So. It's amazing how invasive these computer viruses are. I spent the whole day yesterday working with Symantec as they reamed out my poor little laptop. They found 4-5 viruses, 2 of them very malicious. Today I'm going to spend a couple of hours defragging my system....which hasn't been done since I bought it back in 2005. I think I know how I got the viruses....and will be ever more paranoid from now on.
Gomez is getting better. He had his last dose of meds this morning and seems to be functioning well. We'll switch him back to his regular food over the next day or so and keep an eye on him, but he's putting weight back on, and his energy is definitely back. So that is a relief.
Dad has been moved to a rehabilitation center and is feeling bored but better. Don't know how long he'll be there, but I figure he's in good hands. Oh, and Mom can bring the dog in to see him, so that cheers them both (dad and dog) right up.
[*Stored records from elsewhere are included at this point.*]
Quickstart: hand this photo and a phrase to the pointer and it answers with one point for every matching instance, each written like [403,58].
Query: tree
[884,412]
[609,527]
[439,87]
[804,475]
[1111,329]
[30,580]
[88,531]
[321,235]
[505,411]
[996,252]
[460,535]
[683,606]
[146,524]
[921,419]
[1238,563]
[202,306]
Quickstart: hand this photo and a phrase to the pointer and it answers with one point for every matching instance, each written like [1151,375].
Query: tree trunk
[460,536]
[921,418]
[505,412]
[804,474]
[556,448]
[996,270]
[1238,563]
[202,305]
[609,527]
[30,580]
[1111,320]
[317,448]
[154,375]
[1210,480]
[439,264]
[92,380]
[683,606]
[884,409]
As for me. I'm still sitting here. No word from the interviewer of 2+ weeks ago. Granted, they're an Association, so maybe they move a bit more slowly. (See, I'm trying hard not to just give in to "oh, they're not going to call me"....it's not working too well.) My leg doesn't hurt at all these days. I'm up to 15 minutes/5 times a week on the bike...adding 5 min. a week till I hit 40 min. Then I have to increase the tension. It's still rather tiring crutching around for any length of time. My shoulders and left hip get tired, though I admit - they last a lot longer now than they did 4-6 weeks ago.
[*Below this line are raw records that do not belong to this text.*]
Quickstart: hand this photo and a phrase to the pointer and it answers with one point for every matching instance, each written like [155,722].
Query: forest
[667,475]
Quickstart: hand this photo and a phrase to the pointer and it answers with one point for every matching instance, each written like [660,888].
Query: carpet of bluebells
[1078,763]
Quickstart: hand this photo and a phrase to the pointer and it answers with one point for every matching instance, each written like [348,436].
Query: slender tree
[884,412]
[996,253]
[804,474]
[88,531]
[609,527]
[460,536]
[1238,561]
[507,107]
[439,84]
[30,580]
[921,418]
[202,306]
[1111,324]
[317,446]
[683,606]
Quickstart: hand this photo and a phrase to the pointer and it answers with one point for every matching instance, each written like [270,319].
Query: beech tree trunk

My spirits aren't all that great, but there's nothing to be done about that right now. I just feel so incredibly limited, in so many ways. I really DON'T like being so mopey and dark - it doesn't make me feel good, and it only depresses my husband even more. But the things I think would make me get out of this state aren't doable with out a bit more mobility. Kind of a catch-22. And I'm still questioning things deep inside me.